The last election threw up something of a shock, as Trump defeated Democratic candidate Hillary Clinton to win the White House against the odds. In doing so, he won the electoral votes in six states that previous president Barack Obama had won in 2012. These ‘swing states’, as they’re known, were critical in Trump winning the election and they will be crucial once again for Trump’s chances of re-election in 2020.
Let’s have a look at these six important states, their voting history, and how they will affect the 2020 election.
Winning in Florida was a massive achievement for Trump in 2016. The Sunshine State had voted for Obama in 2012 and 2008, and many believed that Clinton was set to follow that trend and win in Florida. But on an election night full of shocks, Trump was victorious in the south-eastern state.
Florida is an important state in the election race as it holds 29 Electoral votes, a significant number when it comes to amassing the 270 needed to win. Early polling in the state between Trump and various potential Democratic candidates is looking pretty even, so it’s likely that Florida will play a crucial role once again in 2020.
Since the Ronald Reagan presidency, the Republican candidate has won in Iowa on only two occasions – and one of these was Trump in 2016. Like Florida, the state had been seen as a likely Clinton win given that Obama had won fairly comfortably in Iowa in 2012 and 2008. But in the end, Trump won 51% of the vote compared to Clinton’s 42%, landing him six crucial Electoral votes.
Polling at this early stage would suggest that Trump may have the advantage in Iowa yet again in 2020, but with a long way still to go before November, who knows what will happen.
Michigan is another state with a big part to play in 2020, with 16 Electoral votes up for grabs. The 2016 result was oh-so-close, with less than 11,000 votes giving Trump the edge over Clinton. This was one of the most surprising results of the whole election, as Michigan had voted for the Democratic candidate in each of the previous six elections. George H.W. Bush had been the last Republican to win in Michigan, in 1988, so victory in the Great Lakes State was a major coup for Trump.
It may prove to be a flash in the pan for the president, however, as early polling is showing most of the prospective Democratic candidates to have the edge.

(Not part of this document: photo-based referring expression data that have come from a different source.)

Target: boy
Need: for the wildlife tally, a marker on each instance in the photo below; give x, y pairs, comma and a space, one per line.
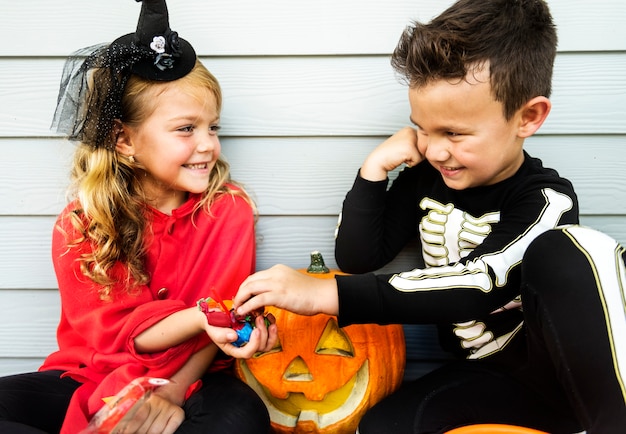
479, 79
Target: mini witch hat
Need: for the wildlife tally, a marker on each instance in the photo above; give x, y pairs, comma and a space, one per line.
169, 57
94, 78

Ohio is a classic swing state, with results varying greatly since the Franklin D. Roosevelt era. But the nature of Trump’s victory in 2016 was still something of a surprise. He won a healthy 51.31% of the vote, while Clinton won a measly 43.24%, the lowest for a losing Democratic candidate since Walter Mondale in 1984. With 18 Electoral votes to be won, there is always a lot riding on Ohio.
Polling so far in the state shows strong support for Democratic hopefuls Joe Biden, Elizabeth Warren and Bernie Sanders, so Trump could struggle to hold the Buckeye State in 2020.
Trump became the first Republican candidate to win the Pennsylvania vote since George H.W. Bush, coming out on top in 2016 by less than 50,000 votes in a close-run contest. This secured another 20 Electoral votes, and such a figure will be crucial if he is to win a second term in office.
Polling shows strong support for Biden against Trump, but the president would seem to have the advantage if Warren or Sanders were to get the Democrats’ nod. Whoever it is that faces Trump, Pennsylvania will be a key battle-ground in the 2020 election.
Before 2016, Wisconsin had not voted for a Republican candidate since Reagan, and Obama had won comfortably in 2008 and 2012. But Trump stole the 10 Electoral votes by another very small margin – less than 25,000 votes. Wisconsin is one of 11 examples of states that had voted twice for Bill Clinton in the 1990s, but his wife could not secure the win four years ago.
The current polls suggest that a Democratic candidate may be the favourite to win back control in Wisconsin, but the same would have been said of Clinton before the last election. The reality is, these swing states are so-called for a reason, and until November 2nd 2020 rolls around, we just won’t know what’s in store in the topsy-turvy world of the US presidential election.